The normal distribution is so ubiquitous in statistics that those of us who use a lot of statistics tend to forget it’s not always so common in actual data.

And since the normal distribution is continuous, many people describe all numerical variables as continuous. I get it: I’m guilty of using those terms interchangeably, too, but they’re not exactly the same.

Numerical variables can be either continuous or discrete.

The difference? Continuous variables can take any number within a range. Discrete variables can only be whole numbers.

So 3.04873658 is a possible value of a continuous variable, but not discrete.

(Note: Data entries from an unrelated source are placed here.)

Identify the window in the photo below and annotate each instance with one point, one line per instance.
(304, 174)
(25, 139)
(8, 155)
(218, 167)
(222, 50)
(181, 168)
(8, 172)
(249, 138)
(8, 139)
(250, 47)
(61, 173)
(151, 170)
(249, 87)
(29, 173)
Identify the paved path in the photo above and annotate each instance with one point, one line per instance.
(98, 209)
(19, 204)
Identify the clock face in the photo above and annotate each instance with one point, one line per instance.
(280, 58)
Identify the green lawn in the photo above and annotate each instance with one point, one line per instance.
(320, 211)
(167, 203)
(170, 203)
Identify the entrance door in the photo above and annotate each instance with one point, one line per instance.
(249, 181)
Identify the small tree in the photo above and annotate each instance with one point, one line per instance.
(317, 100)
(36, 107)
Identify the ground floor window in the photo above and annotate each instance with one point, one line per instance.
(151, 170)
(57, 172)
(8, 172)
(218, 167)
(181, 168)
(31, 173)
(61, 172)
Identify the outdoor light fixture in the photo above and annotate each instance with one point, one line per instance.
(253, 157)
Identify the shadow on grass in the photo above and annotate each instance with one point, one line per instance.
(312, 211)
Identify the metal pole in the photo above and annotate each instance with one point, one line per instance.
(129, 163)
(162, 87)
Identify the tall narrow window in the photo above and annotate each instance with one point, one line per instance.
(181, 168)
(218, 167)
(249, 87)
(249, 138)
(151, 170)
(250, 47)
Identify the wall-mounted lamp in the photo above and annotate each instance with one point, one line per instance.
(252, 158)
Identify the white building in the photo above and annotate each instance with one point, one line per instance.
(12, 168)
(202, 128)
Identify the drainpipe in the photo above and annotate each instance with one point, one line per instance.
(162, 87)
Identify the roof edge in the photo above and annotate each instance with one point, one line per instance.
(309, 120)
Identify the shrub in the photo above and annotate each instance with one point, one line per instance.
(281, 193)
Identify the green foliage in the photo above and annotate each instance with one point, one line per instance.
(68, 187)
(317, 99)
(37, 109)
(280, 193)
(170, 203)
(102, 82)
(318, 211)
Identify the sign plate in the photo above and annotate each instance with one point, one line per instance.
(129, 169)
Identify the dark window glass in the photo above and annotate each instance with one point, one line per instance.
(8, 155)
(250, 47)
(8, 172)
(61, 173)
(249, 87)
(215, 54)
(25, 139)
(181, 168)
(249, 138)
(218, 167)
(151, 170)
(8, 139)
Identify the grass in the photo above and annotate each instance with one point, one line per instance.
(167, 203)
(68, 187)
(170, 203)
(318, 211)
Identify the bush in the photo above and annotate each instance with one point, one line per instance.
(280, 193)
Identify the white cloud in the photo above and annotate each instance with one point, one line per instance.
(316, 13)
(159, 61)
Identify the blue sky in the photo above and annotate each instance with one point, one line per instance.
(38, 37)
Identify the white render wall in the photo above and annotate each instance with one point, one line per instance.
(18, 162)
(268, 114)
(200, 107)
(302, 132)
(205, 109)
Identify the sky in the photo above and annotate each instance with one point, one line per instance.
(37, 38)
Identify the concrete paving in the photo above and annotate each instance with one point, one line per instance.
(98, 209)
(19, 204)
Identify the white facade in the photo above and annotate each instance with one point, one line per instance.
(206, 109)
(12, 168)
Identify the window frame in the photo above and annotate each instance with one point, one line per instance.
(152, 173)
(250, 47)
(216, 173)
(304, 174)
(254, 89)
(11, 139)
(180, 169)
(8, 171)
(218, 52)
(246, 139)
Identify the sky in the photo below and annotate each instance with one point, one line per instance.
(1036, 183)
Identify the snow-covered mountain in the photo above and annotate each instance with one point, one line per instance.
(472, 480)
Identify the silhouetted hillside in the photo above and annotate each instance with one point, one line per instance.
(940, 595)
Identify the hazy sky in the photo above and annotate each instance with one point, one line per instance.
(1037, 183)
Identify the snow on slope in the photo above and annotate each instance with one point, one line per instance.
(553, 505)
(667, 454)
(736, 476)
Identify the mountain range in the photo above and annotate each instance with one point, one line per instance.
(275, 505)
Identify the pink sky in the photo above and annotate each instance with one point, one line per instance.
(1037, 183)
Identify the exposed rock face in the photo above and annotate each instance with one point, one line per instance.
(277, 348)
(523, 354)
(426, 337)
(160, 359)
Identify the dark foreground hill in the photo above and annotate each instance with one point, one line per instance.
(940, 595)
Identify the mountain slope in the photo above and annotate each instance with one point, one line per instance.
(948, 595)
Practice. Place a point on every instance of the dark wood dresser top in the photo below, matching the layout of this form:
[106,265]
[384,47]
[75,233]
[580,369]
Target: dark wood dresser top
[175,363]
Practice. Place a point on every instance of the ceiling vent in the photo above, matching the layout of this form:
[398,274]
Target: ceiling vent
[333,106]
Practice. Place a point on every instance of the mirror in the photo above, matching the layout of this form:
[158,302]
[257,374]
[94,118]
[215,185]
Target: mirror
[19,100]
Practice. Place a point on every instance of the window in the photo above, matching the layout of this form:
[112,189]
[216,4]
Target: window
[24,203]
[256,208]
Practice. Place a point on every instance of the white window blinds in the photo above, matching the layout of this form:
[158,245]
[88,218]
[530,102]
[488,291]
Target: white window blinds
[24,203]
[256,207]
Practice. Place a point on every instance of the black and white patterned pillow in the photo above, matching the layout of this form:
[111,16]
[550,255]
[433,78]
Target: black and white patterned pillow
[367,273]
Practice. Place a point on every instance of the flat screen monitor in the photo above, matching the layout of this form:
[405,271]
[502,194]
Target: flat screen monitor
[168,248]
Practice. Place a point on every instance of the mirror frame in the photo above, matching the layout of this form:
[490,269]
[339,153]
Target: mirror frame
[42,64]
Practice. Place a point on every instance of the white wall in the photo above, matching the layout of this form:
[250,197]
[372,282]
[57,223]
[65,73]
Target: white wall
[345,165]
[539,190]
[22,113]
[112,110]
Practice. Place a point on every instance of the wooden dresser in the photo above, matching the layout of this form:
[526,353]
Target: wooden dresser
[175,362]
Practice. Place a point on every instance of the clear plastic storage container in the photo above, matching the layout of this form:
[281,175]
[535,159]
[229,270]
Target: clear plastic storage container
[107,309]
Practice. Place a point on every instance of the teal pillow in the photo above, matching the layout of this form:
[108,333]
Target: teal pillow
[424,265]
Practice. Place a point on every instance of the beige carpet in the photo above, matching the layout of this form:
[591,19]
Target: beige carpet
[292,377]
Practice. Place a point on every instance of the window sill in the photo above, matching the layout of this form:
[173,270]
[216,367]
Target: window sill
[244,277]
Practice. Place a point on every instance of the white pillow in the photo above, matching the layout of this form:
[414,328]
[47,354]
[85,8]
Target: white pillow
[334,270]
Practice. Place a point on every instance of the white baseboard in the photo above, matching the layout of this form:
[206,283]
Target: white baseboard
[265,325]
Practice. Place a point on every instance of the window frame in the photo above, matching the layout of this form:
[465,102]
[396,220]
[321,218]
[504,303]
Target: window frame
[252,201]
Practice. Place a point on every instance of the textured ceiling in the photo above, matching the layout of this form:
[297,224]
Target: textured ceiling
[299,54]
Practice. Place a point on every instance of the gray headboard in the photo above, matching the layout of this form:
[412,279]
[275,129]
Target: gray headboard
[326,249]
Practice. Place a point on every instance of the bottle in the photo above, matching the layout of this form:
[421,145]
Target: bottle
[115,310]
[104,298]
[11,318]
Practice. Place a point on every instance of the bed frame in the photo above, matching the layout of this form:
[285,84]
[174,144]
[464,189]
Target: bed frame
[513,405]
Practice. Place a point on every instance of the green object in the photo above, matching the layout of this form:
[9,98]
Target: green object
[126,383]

Count variables, as the name implies, are frequencies of some event or state. Number of arrests, fish in a trap, wetlands in a forest are all counts. They’re numerical and discrete, not continuous.

Not only are they discrete, they can’t be negative. You can have 0 or 4 fish in the trap, but not -8.

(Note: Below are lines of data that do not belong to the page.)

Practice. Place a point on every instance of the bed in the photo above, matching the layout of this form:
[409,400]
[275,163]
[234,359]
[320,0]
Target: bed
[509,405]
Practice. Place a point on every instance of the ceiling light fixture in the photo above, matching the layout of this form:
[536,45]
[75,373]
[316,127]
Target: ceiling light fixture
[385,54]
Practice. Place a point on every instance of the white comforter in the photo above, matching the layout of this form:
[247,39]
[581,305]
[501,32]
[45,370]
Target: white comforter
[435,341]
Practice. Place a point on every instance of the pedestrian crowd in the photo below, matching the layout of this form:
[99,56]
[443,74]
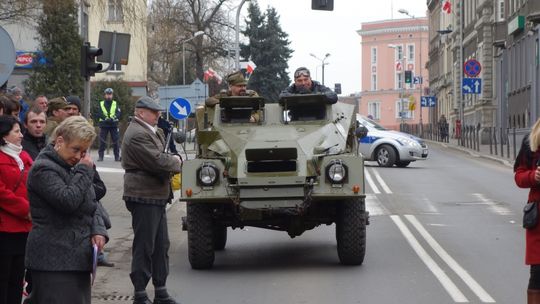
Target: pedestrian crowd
[50,211]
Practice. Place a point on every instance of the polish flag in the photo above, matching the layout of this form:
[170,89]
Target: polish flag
[211,74]
[447,6]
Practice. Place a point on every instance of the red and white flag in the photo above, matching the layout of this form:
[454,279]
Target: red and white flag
[211,74]
[447,6]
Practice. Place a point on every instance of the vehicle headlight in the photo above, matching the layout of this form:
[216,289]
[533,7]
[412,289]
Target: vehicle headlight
[207,174]
[336,171]
[408,142]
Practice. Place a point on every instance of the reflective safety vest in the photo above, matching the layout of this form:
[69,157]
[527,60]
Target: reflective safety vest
[110,114]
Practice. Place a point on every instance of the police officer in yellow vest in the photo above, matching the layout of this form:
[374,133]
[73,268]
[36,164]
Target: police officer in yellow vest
[107,117]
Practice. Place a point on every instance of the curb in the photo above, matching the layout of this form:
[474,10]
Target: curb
[474,153]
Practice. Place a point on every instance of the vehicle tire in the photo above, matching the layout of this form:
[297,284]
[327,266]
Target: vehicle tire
[351,231]
[403,164]
[220,237]
[200,236]
[386,156]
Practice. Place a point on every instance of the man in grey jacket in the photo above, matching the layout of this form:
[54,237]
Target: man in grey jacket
[147,189]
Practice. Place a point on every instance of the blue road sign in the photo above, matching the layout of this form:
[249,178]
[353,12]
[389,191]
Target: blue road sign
[472,85]
[428,101]
[180,108]
[472,67]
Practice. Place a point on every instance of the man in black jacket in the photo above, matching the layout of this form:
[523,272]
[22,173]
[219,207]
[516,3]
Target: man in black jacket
[34,138]
[304,85]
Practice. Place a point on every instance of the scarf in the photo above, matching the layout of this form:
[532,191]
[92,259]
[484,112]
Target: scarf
[14,151]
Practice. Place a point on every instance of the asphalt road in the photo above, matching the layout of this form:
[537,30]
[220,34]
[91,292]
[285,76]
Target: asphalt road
[445,230]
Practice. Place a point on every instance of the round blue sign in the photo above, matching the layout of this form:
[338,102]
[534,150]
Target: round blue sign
[180,108]
[472,67]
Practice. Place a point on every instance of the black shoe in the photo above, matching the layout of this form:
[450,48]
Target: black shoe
[168,300]
[144,300]
[105,263]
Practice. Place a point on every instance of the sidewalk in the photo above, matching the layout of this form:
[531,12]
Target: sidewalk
[484,151]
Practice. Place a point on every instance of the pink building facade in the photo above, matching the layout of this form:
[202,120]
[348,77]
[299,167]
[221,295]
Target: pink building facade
[389,48]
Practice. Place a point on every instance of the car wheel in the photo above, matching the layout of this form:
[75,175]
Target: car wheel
[403,164]
[386,156]
[351,231]
[200,236]
[220,237]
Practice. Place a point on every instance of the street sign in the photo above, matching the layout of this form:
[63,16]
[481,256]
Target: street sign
[472,85]
[428,101]
[180,108]
[472,67]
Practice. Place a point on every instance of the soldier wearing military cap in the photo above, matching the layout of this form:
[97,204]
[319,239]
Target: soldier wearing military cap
[237,87]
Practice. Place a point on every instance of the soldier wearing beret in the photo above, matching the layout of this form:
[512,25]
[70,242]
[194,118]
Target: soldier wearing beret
[237,87]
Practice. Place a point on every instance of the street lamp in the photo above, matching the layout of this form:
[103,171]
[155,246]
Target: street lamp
[184,54]
[406,12]
[402,90]
[237,44]
[323,63]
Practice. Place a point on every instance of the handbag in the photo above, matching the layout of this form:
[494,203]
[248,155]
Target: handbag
[530,215]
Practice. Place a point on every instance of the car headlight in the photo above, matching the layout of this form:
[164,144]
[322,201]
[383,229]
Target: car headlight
[207,174]
[336,171]
[408,142]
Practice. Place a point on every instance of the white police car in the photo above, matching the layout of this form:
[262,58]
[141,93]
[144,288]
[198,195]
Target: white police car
[389,147]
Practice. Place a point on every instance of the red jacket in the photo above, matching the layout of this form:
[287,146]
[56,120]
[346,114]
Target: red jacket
[14,206]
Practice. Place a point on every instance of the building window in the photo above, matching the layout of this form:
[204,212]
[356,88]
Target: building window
[115,10]
[374,109]
[402,109]
[399,81]
[410,53]
[374,82]
[373,55]
[500,12]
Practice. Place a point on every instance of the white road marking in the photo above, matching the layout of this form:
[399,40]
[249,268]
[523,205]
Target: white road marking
[445,281]
[381,182]
[493,206]
[374,206]
[460,271]
[370,182]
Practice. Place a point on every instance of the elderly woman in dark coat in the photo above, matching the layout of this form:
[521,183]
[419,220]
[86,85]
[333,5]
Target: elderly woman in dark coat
[66,219]
[14,209]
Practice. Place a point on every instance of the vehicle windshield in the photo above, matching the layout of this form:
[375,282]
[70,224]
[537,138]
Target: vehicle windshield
[370,123]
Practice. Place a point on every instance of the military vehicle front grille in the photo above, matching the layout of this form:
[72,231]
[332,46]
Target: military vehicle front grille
[271,166]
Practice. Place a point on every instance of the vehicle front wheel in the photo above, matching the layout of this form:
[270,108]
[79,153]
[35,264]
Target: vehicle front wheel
[351,231]
[403,164]
[386,156]
[200,236]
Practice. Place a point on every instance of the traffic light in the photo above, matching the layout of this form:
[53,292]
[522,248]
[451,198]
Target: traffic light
[89,67]
[323,5]
[408,76]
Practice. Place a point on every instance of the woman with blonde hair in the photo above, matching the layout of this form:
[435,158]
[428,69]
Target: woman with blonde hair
[527,175]
[67,222]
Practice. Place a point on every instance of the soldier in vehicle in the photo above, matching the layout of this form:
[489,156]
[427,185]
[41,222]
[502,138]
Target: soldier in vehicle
[237,87]
[303,84]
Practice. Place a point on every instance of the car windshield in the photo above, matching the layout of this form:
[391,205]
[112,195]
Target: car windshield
[370,123]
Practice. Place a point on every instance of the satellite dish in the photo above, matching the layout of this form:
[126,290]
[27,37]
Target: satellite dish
[7,55]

This point is extremely important for statistical modeling. Count variables have a lower bound at 0 but no upper bound.

A normal distribution, on the other hand, has no bounds. Theoretically, any value from -∞ to ∞ is possible in a normal distribution.

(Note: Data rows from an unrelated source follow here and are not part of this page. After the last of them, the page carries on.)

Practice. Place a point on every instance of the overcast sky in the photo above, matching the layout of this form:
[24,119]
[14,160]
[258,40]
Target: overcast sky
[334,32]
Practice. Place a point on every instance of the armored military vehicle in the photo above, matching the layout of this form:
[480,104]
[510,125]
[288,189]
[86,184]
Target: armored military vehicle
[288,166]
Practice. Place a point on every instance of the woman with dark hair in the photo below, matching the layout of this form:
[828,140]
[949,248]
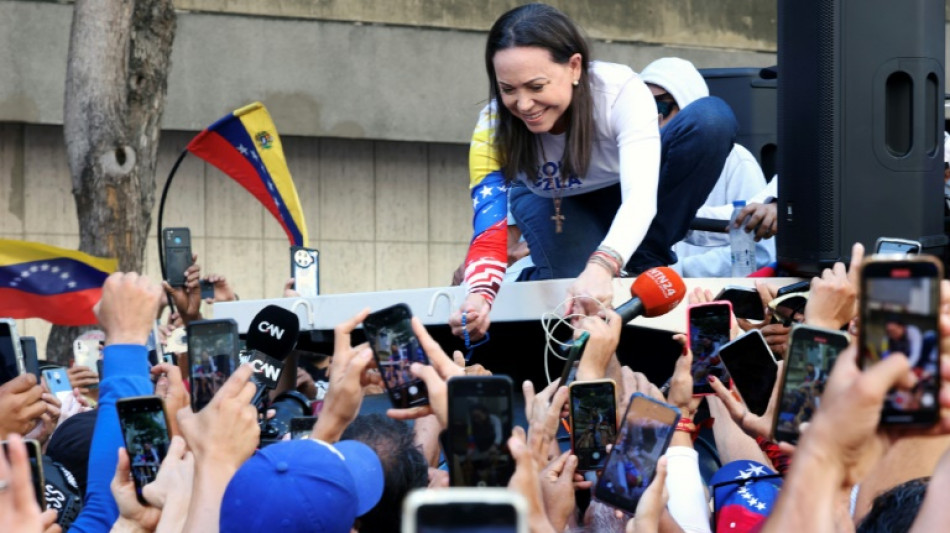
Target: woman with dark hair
[575,148]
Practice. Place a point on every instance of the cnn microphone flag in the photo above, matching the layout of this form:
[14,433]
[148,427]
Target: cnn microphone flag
[58,285]
[245,146]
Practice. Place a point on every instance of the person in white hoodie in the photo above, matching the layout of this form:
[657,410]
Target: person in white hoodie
[675,84]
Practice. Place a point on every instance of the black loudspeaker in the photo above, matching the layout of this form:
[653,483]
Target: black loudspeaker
[860,127]
[752,98]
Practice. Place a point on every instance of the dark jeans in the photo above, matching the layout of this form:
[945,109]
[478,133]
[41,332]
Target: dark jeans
[694,146]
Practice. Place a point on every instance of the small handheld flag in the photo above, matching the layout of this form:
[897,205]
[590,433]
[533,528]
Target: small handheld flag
[245,146]
[55,284]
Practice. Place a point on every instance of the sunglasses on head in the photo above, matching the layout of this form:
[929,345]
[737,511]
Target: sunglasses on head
[664,106]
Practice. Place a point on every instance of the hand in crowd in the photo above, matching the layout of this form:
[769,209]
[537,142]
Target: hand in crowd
[435,375]
[222,290]
[187,299]
[350,370]
[225,432]
[601,346]
[19,510]
[21,405]
[750,423]
[48,420]
[305,384]
[833,299]
[85,379]
[170,387]
[128,308]
[652,503]
[760,218]
[477,319]
[590,292]
[526,479]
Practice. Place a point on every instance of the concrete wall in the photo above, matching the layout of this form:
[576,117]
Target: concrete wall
[384,214]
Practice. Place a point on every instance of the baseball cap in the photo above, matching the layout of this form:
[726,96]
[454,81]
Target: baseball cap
[744,493]
[303,485]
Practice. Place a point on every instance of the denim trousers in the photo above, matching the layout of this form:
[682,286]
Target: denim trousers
[693,149]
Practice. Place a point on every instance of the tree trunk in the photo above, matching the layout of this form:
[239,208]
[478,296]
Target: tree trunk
[116,80]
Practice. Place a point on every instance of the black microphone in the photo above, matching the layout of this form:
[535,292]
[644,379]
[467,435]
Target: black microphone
[271,337]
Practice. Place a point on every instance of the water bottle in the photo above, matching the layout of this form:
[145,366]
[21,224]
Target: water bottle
[742,244]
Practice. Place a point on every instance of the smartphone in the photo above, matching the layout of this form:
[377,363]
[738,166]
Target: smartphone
[900,303]
[35,455]
[58,382]
[710,326]
[575,349]
[798,286]
[177,246]
[31,359]
[145,430]
[746,301]
[465,510]
[890,245]
[207,289]
[480,420]
[753,369]
[812,353]
[395,348]
[11,351]
[647,429]
[593,406]
[305,269]
[302,426]
[86,353]
[212,357]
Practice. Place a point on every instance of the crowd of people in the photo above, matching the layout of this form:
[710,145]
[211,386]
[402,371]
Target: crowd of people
[599,171]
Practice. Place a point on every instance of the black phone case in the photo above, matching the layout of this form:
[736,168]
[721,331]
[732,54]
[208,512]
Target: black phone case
[177,254]
[413,392]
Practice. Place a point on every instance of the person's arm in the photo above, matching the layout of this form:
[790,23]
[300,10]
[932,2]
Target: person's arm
[633,121]
[126,373]
[487,257]
[128,306]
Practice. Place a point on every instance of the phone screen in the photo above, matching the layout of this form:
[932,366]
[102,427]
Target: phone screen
[177,247]
[887,246]
[575,350]
[86,353]
[396,347]
[145,430]
[212,356]
[305,269]
[480,419]
[36,469]
[752,368]
[812,353]
[58,382]
[709,326]
[647,429]
[12,364]
[302,426]
[746,302]
[900,303]
[467,517]
[593,422]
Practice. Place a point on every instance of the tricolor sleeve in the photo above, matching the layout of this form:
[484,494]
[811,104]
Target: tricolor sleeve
[487,256]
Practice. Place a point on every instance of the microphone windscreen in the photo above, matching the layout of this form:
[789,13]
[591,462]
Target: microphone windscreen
[273,331]
[661,289]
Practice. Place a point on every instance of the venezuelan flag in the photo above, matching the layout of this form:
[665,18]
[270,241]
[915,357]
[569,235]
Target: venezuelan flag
[55,284]
[245,146]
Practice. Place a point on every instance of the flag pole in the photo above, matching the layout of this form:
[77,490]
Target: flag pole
[161,212]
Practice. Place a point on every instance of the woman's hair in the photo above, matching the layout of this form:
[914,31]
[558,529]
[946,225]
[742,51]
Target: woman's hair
[541,26]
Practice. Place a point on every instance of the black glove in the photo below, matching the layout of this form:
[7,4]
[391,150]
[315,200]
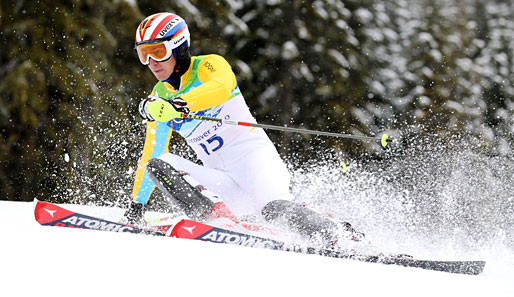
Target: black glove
[134,215]
[143,108]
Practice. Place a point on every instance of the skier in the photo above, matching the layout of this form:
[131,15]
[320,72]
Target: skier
[241,169]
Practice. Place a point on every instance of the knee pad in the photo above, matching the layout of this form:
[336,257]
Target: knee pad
[177,189]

Count variables tend to follow distributions like the Poisson or negative binomial, which can be derived as an extension of the Poisson. Both are discrete and bounded at 0.

Unlike a normal distribution, which is always symmetric, the basic shape of a Poisson distribution changes.

For example, a Poisson distribution with a low mean is highly skewed, with 0 as the mode. All the data are “pushed” up against 0, with a tail extending to the right. You can see an example in the upper left quadrant above.

But if the mean is larger, the distribution spreads out and becomes more symmetric. In fact, with a mean as high as 12, the distribution looks downright normal.

A Poisson distribution with a high enough mean approximates a normal distribution, even though technically, it is not.

One difference is that in the Poisson distribution the variance = the mean. In a normal distribution, these are two separate parameters. The value of one tells you nothing about the other.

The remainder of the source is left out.